Durante a Operação, a Polícia Civil cumpriu o mandado de prisão preventiva de Glaucia Rodrigues Brasil Oliveira, advogada do ex-prefeito de Tucuruí, Artur Brito. Na sexta-feira passada (08), o GAECO já havia dado cumprimento ao mandado de prisão preventiva de Leonardo do Carmo Oliveira - marido de Glaucia - o mesmo é segurança do ex-prefeito de Tucuruí, Artur Brito e major da Polícia Militar.

Entre os crimes descobertos pela polícia, estão os de corrupção passiva, lavagem de dinheiro, sonegação fiscal, apropriação indébita, receptação de veículos, falsidade ideológica, constituição de milícia privada, dentre outros. As investigações se iniciaram com a descoberta de um veículo automotor “clonando” na residência de uma pessoa ligada à fazendeiros locais. Através desse veículo, a Polícia Civil localizou outros veículos “clonados” e identificou um esquema de corrupção envolvendo reintegrações ilegais de posses de fazendas na região.

Para as práticas dessas “reintegrações de posse”, a suposta milícia privada se valia da advogada e de policiais militares amigos de seu marido.
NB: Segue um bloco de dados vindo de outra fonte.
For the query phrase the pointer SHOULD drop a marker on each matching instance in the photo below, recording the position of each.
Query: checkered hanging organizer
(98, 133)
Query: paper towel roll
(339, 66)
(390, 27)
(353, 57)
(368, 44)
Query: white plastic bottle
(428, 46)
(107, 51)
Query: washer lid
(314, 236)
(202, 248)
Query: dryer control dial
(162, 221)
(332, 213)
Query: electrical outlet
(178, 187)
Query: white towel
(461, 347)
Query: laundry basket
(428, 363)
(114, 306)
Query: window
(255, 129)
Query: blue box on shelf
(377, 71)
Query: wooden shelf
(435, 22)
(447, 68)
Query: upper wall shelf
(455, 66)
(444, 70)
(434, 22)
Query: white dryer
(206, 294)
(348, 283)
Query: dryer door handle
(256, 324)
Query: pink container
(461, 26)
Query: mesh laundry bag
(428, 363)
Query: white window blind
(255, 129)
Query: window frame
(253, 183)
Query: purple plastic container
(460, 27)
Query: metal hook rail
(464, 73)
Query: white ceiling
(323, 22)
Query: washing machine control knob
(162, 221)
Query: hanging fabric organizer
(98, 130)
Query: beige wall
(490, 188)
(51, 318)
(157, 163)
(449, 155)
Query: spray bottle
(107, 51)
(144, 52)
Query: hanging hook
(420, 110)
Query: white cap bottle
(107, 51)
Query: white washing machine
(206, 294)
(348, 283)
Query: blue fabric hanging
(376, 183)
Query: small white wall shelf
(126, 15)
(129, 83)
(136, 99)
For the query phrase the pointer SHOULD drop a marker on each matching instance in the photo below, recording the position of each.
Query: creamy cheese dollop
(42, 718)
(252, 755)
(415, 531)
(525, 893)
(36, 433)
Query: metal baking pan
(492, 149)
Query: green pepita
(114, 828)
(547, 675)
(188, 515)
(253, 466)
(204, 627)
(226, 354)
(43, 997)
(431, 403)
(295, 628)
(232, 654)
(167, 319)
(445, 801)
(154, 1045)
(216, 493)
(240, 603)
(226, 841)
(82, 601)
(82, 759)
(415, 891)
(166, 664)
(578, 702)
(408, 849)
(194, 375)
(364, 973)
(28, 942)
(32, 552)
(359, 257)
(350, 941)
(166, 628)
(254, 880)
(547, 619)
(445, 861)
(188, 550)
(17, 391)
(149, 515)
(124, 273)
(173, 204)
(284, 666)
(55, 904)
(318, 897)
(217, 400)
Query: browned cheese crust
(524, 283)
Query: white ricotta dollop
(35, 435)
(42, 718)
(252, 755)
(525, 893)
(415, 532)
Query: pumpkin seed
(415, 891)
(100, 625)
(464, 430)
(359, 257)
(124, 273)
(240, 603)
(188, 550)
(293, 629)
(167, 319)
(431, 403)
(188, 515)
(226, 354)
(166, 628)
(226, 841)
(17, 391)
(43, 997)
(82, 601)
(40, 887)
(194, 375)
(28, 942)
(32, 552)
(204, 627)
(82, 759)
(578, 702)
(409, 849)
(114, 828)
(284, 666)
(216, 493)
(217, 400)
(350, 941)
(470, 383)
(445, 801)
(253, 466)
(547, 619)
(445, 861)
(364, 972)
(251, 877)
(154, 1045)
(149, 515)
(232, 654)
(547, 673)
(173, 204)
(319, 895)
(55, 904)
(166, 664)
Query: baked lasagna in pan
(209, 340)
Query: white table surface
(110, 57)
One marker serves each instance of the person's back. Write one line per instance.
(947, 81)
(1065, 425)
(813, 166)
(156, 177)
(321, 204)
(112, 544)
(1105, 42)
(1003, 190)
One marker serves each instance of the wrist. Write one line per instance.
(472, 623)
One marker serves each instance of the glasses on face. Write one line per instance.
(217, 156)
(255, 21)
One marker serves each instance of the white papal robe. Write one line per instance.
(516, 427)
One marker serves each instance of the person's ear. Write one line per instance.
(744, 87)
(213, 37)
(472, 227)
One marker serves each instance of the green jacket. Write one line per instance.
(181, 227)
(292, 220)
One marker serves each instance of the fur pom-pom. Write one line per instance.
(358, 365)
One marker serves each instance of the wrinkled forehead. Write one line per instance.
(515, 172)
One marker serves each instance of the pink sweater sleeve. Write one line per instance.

Ao tomar conhecimento da invasão de uma fazenda, pessoas ligadas à milícia se aproximavam do fazendeiro e solicitavam vantagem ilícitas para realizar a expulsão dos “invasores”.

Para tanto, documentos falsos eram confeccionados, ações judiciais propostas e crimes inexistentes eram comunicados, tudo com o afã de retomar a posse de fazendas. Os fatos foram encaminhados ao Ministério Público Militar que apura as condutas envolvendo os policiais militares envolvidos. A Polícia Civil continua as investigações para localizar outros envolvidos nos crimes e novas prisões não são descartadas.